If India is today known as being self sufficient in food, it is because of the PL-480 food grain imports in the mid-1960s, the humiliation of which proved to be the trigger for the Green Revolution. In the mid-1960s, crippled by two successive years of drought and no foreign exchange to import foodgrains, India approached the United States for help and was assured the supply of cheap American wheat against payment in rupees under the Public Law 480 (PL-480). But Indian criticism of American policy in Vietnam miffed the Lyndon Johnson Administration and each shipment was delayed, forcing India into what came to be known as a ship-to-mouth existence.

Smarting under this, Indira Gandhi sowed the seeds of the Green Revolution. Indian agriculture took a technological leap – there was ample use of high-yielding, hybrid varieties of seeds of wheat and rice, pesticides, fertilisers and improved irrigation techniques. By the mid-1970s, India could stop the PL-480 imports and by the time the programme ended in 1977, India was self sufficient in foodgrains.

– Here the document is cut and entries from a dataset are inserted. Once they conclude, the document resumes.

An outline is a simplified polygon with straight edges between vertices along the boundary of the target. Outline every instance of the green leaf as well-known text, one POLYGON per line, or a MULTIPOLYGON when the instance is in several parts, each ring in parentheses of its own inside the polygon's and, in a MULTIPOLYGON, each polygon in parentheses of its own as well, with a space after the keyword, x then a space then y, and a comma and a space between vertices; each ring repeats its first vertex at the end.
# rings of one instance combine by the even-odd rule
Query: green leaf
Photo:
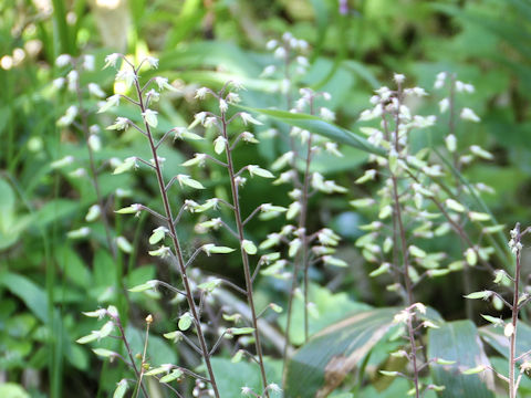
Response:
POLYGON ((475 369, 490 366, 483 352, 478 331, 470 321, 444 323, 428 332, 428 357, 455 360, 455 365, 433 365, 434 383, 445 386, 441 398, 491 398, 494 397, 493 375, 486 371, 481 376, 464 375, 459 369, 475 369))
MULTIPOLYGON (((211 364, 220 397, 242 397, 241 387, 243 386, 252 388, 256 392, 262 391, 260 371, 256 366, 257 364, 247 360, 232 363, 231 358, 220 357, 214 357, 211 364)), ((280 385, 282 380, 282 362, 266 358, 264 365, 268 381, 280 385)), ((278 395, 270 394, 270 398, 278 397, 278 395)))
POLYGON ((180 318, 178 326, 181 331, 187 331, 191 326, 191 315, 190 313, 184 313, 180 318))
POLYGON ((487 300, 492 295, 491 291, 481 291, 481 292, 473 292, 470 294, 467 294, 465 298, 470 298, 470 300, 487 300))
POLYGON ((247 254, 257 254, 257 245, 254 243, 252 243, 250 240, 247 240, 247 239, 243 239, 243 241, 241 242, 241 247, 243 248, 243 250, 246 251, 247 254))
POLYGON ((187 175, 178 175, 177 180, 181 186, 185 185, 194 189, 205 189, 201 182, 196 181, 194 178, 187 175))
POLYGON ((115 352, 113 352, 111 349, 105 349, 105 348, 93 348, 92 350, 97 356, 101 356, 101 357, 104 357, 104 358, 110 358, 110 357, 114 357, 114 356, 117 355, 115 352))
MULTIPOLYGON (((487 318, 488 315, 482 315, 487 318)), ((490 318, 490 316, 489 316, 490 318)), ((493 321, 498 320, 499 322, 503 322, 500 318, 492 317, 493 321)), ((487 318, 487 321, 492 322, 487 318)), ((511 320, 507 320, 506 322, 511 322, 511 320)), ((509 358, 509 338, 503 335, 502 327, 496 327, 496 323, 493 325, 488 325, 479 328, 479 334, 481 338, 494 348, 499 354, 503 357, 509 358)), ((517 347, 516 347, 516 357, 527 353, 531 347, 531 327, 523 322, 519 322, 517 324, 517 347)), ((522 363, 520 360, 519 363, 522 363)))
POLYGON ((369 154, 385 156, 385 151, 382 148, 375 147, 374 145, 367 143, 367 140, 361 135, 352 133, 329 122, 324 122, 316 116, 293 114, 291 112, 277 109, 253 108, 250 111, 270 116, 271 118, 287 123, 291 126, 308 129, 314 134, 320 134, 339 144, 346 144, 369 154))
POLYGON ((145 292, 157 286, 157 281, 147 281, 146 283, 131 287, 128 291, 133 293, 145 292))
POLYGON ((288 363, 285 398, 325 397, 332 392, 386 335, 396 312, 361 312, 314 335, 288 363))
POLYGON ((77 344, 86 344, 96 341, 100 337, 97 333, 91 333, 90 335, 80 337, 75 341, 77 344))
POLYGON ((127 391, 127 380, 122 379, 114 390, 113 398, 124 398, 125 392, 127 391))
POLYGON ((159 383, 170 383, 170 381, 174 381, 174 380, 178 379, 180 376, 183 376, 183 370, 174 369, 174 370, 171 370, 171 373, 169 375, 160 377, 160 380, 158 380, 158 381, 159 383))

The nationalisation of 14 commercial banks in July 1969 through the Banking Companies (Acquisition and Transfer of Undertakings) Ordinance set in motion a wave of nationalisations of whole sectors. This was not the first nationalisation – in 1956, the life insurance sector had been nationalised. After the banks, it was the turn of the general insurance sector and coal mines in 1973 and foreign oil marketing companies (Esso, Burmah Shell and Caltex) between 1974 and 1976. Through the mid-1970s, several private companies were nationalised when they were teetering on the edge. All nationalisations were pitched as a pro-poor or pro-labour move. However, they did nothing to improve the access of the poor to banking or insurance services nor make the companies taken over perform better.

THE WINDS OF CHANGE

If 1956 was the year that India openly set off on the path of socialism, 1991 was the year when it decisively turned away from that path. But while the Industrial Policy Resolution and the Second Five Year Plan were driven by conviction, the economic liberalisation of 1991 was driven by compulsion. The country was staring at an economic abyss in 1990. Liberalisation alone could pull it back from there. The control mechanisms were systematically dismantled by P V Narasimha Rao and his finance minister Manmohan Singh. Rao’s successors followed his path in varying degrees.

WTO ACCESSION

The emphasis on self-reliance from the late 1950s, as well as scarcity of foreign exchange, saw India erecting high protectionist walls around its economy. This affected the competitiveness of Indian industry and, as a result, exports also suffered. The economy became very insular and the lack of competitiveness affected the quality of goods in the domestic market as well. India played a key role in the Uruguay Round that led to the formation of the World Trade Organisation (WTO) in 1994, and became a member in the face of strong domestic opposition. Dire warnings of disaster have proved unfounded.

The Indian economy is now more closely integrated with the world economy and it has not suffered as a result. In 1994-95, India’s share in total world exports of goods and services was a piffling 0.61 per cent; it is now 2 per cent. Its share in total world imports of goods and services was 0.78 per cent in 1995; it is now 2.3 per cent.